I went into more detail my feelings about sports movies in my Warrior review so I won’t really harp on it too much again right now. Suffice it to say, you don’t need to be a baseball fan in order to see Moneyball. True this is based on what some call a nerd book about fantasy baseball and outlines a historic moment in the game of baseball, but that is not the only thing in this movie. At the heart of the story it is an inspirational story about an underdog, about innovation, and about a personal story. The first two kind of go together in that Beane was essentially fighting the ‘old guard‘ who had their preconceived notion of how to build baseball teams and that there was no other possible way to do it. It took a lot of effort and, well, balls on the part of Beane to go all in with his plan. He was fighting with just about everyone’s philosophy on what baseball is and was putting his career on the line.
This also rolls into the ending which I was discussing with friends after we finished seeing it. I guess I will warn spoilers although I don’t feel I’m spoiling anything with history. After all, do I need to say SPOILER ALERT: the Titanic sinks at the end of Titanic. We were discussing about how the ending does not slap any false sentimentality or try to manufacture some big win to end on a high note. Beane’s Athletic’s lose in the playoffs, and he is the first one to shit on the idea he broke some record or something because winning a ring matters. But this is tempered by the fact Beane really wins in the big picture. His way of doing business has changed the game and others have used the model successfully.
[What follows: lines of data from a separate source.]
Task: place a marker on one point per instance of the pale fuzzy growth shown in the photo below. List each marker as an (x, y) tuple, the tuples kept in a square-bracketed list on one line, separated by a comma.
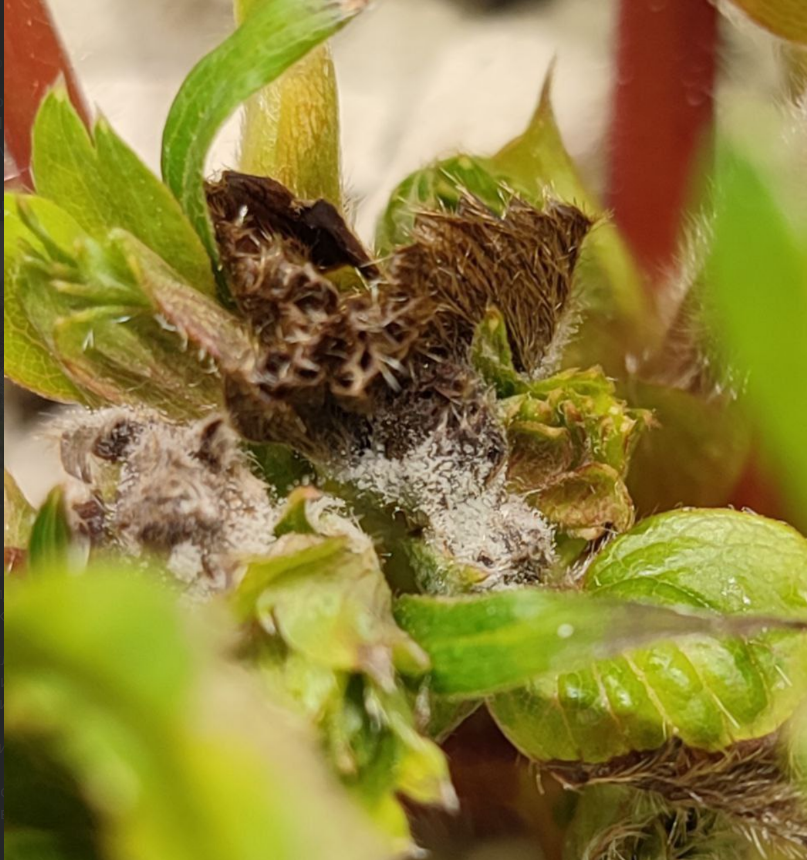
[(183, 492), (330, 517), (469, 513)]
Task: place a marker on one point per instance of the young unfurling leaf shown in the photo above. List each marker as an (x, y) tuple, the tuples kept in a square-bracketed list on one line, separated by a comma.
[(103, 185), (708, 692), (272, 38), (26, 358)]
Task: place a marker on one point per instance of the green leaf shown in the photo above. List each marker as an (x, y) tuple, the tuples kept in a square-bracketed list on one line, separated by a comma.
[(710, 692), (101, 183), (51, 543), (271, 40), (41, 845), (291, 130), (330, 644), (571, 441), (332, 605), (178, 755), (125, 327), (484, 644), (18, 515), (26, 358), (757, 274)]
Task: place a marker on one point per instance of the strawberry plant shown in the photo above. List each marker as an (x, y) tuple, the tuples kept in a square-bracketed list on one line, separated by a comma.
[(325, 501)]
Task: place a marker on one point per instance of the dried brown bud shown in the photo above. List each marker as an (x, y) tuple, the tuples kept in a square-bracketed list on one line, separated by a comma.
[(521, 263), (746, 782)]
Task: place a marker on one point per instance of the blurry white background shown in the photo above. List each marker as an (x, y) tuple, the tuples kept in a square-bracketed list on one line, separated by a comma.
[(418, 78)]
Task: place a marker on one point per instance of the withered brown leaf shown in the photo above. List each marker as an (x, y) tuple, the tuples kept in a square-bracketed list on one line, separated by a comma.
[(521, 263)]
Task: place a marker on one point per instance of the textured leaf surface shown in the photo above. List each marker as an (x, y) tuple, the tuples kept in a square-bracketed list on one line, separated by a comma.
[(709, 692), (123, 325), (483, 644), (275, 36), (177, 759), (26, 358), (330, 645), (101, 183)]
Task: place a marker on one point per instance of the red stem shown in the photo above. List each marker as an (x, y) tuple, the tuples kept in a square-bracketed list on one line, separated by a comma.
[(663, 115), (34, 60)]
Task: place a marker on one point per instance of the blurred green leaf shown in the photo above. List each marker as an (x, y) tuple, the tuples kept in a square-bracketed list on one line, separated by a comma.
[(709, 692), (40, 845), (757, 274), (101, 183), (51, 542), (178, 758), (330, 645), (484, 644), (26, 358), (785, 18), (18, 515), (274, 37)]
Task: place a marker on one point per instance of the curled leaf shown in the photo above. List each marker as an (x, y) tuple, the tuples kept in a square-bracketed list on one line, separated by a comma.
[(177, 756), (274, 37), (710, 692), (484, 644)]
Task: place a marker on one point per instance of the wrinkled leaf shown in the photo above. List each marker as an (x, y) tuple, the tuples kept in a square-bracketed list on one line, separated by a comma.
[(291, 130), (757, 258), (332, 605), (102, 184), (587, 502), (274, 37), (708, 692), (571, 441), (178, 760), (483, 644), (26, 358)]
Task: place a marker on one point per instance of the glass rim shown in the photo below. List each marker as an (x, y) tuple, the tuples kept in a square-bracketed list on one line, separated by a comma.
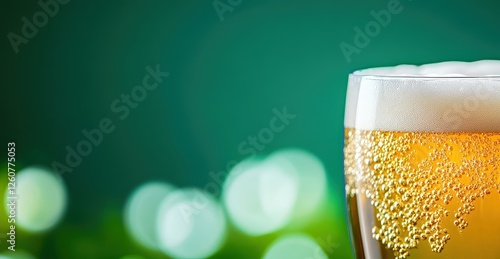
[(422, 77)]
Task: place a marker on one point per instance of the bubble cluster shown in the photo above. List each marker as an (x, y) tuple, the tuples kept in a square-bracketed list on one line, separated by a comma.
[(417, 180)]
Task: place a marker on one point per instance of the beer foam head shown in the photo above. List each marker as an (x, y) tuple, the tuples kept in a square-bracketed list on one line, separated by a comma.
[(440, 97)]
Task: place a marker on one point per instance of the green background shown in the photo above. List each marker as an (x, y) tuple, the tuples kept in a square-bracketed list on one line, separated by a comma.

What really sells this movie are the writing, the characters, and the actors. Brad Pitt does a fantastic job as Beane as he has to do some rather difficult work. Watching the movie it seems like Beane is a charming guy but if you think about it, a lot of other actors could really screw it up. Beane is an emotional guy who is a cutthroat businessman and doesn’t care who he steps on in order to see things through. One scene (ANOTHER SPOILER ALERT) is when the manager won’t field the players he wants and Beane trades away all those players (all stars included) until the manager relents. In another actor’s hands, he could really be seen as a megolomaniacal dick but with Pitt and the writing it takes on a better tone. Even Jonah Hill, who I pretty much hate in any other movie, is fun in this movie too. This is due to the face he isn’t playing Jonah Hill and has a toned down performance. He and Pitt have great chemistry as they can throw subtle one liners at one another instead of Hill usually hamming it up.
But as alluded to earlier, my real love of this movie is with the writing. This movie is funnier than the majority of comedies out there today, which is even more embarassing since Moneyball isn’t a comedy. The dialog is so witty and charming and unlike say Diablo Cody or Kevin Smith, doesn’t call attention to itself. Everyone is their own unique character and they just feel like people you would want to hang out with instead of long monologues with pop culture references. I don’t know why I’m hatin on Smith or even Cody since I, for the most part, like their stuff. I guess it is to highlight how much Sorkin does it better.
I’ve read some reviews which bring up the fact this movie was originally to be directed by Steven Soderbergh. This is used as a negative to imply that with Soderbergh this would have been a classic. For that matter you might as well compare The Social Network (also penned by Sorkin) to compare since they have similarities in story. In a way I can see where they are coming from. There isn’t much in the way of flashy direction to spice things up and most of the scenes are talky scenes. There are also some…less than necessary stuff such as Beane’s relationship with his ex (played by Robin Wright). But that being said, I don’t see it as that big of a criticism. Director Miller knew what the strengths of this movie were which is the writing and the acting and he highlights those. Pitt and Hill are fun as hell as their characters and they deliver wonderful dialog and that is where the charm of the movie is. While he may have done a little more, I’m not really going to fault him for trying too hard and screwing up something already great. Moneyball is one of my favorites of this year so far and I recommend to baseball fans and not baseball fans alike.